Design factors changing the diagnostic sensitivity of a measure[edit | edit source]

The more severe the illness, the easier it is to distinguish from other conditions. Factors affecting the severity of the target condition include the stage of illness, the severity of the presentation, and the use of broad or narrow target definitions.[81] For bipolar disorder, the variability in mood states further complicates the picture because the same illness may manifest with periods of euthymia, hypomania, mania, dysthymia, depression, or mixed mood presentations. Additionally, unlike most diagnoses, bipolar diagnoses persist even after the person recovers from an episode, technically being coded as “in remission.” Therefore, bipolar disorder is heterogeneous—spanning from high functioning people in remission all the way to severely disorganized behavior requiring psychiatric hospitalization. In practice, the severity of illness correlates with participants’ recruitment setting: inpatient samples have the highest average degree of mania, community samples the lowest average,[82][83] and outpatient samples usually fall in between. All else being equal, mania will be easier than hypomania to tell apart from ADHD or depression. Diagnostic sensitivity of tests will vary as a direct function of the severity of the illness.[81]
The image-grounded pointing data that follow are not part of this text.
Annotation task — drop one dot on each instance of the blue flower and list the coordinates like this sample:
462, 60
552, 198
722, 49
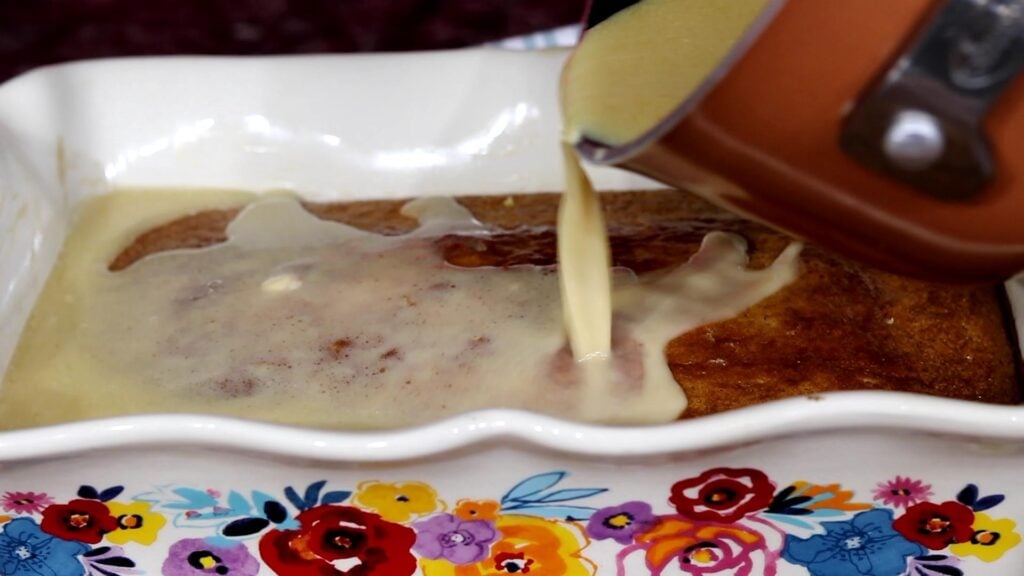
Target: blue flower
27, 550
864, 545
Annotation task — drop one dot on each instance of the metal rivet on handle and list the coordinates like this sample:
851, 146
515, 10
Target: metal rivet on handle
913, 139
Similarly, the “broad” versus “narrow” definition of diagnosis plays a prominent role in pediatric bipolar disorder. The narrowest research operational definitions require the presence of elated mood and/or grandiosity, whereas irritable mood would be sufficient using DSM-IV and DSM-5 criteria (sometimes characterized as the “intermediate” phenotype).[84]At the other extreme, some groups may have relaxed the requirement of distinct episodes of change in mood or energy, potentially stretching the “broad phenotype” to include cases that do not share core features of bipolar illness.[85][86][43] Consequently, youth diagnosed using “broad” definitions of PBD are likely to be more difficult to distinguish from other cases than youth diagnosed using “narrow” criteria.

Another wrinkle within bipolar disorder comes from the diagnoses of cyclothymic disorder and bipolar Not Otherwise Specified (NOS – the term used in DSM-IV) or Other Specified Bipolar and Related Disorders (OS-BRD – the DSM-5 parlance; American Psychiatric Association, 2013). Cyclothymic disorder is rarely used in clinical practice in the USA[87] yet is more common than bipolar I in epidemiological samples (Van Meter, Moreira, & Youngstrom, 2011)[88] and is associated with a high degree of impairment in youths (Van Meter, Youngstrom, Demeter, & Findling, 2013; Van Meter, Youngstrom, Youngstrom, Feeny, & Findling, 2011). Similarly, bipolar NOS appears more common than bipolar I in outpatient youth samples, and is associated with a high degree of impairment (Findling, Youngstrom, et al., 2005).[89] However, both cyclothymic disorder and bipolar NOS, by definition, have less severe manic symptoms than bipolar I or II and may be harder to identify using manic symptom checklists. Further complicating the matter, both cyclothymia and bipolar NOS progress to bipolar I or II at high rates during prospective follow-up, raising questions about whether these are prodromes or early stages of illness rather than distinct disorders (Van Meter, Youngstrom, & Findling, 2012).[90][91] This creates tension between internal versus external validity: samples focusing on acutely manic bipolar I presentations will produce higher sensitivity estimates, but the results will generalize less well to applications where the goal is to identify bipolar spectrum disorder or earlier, milder stages of bipolar disorder.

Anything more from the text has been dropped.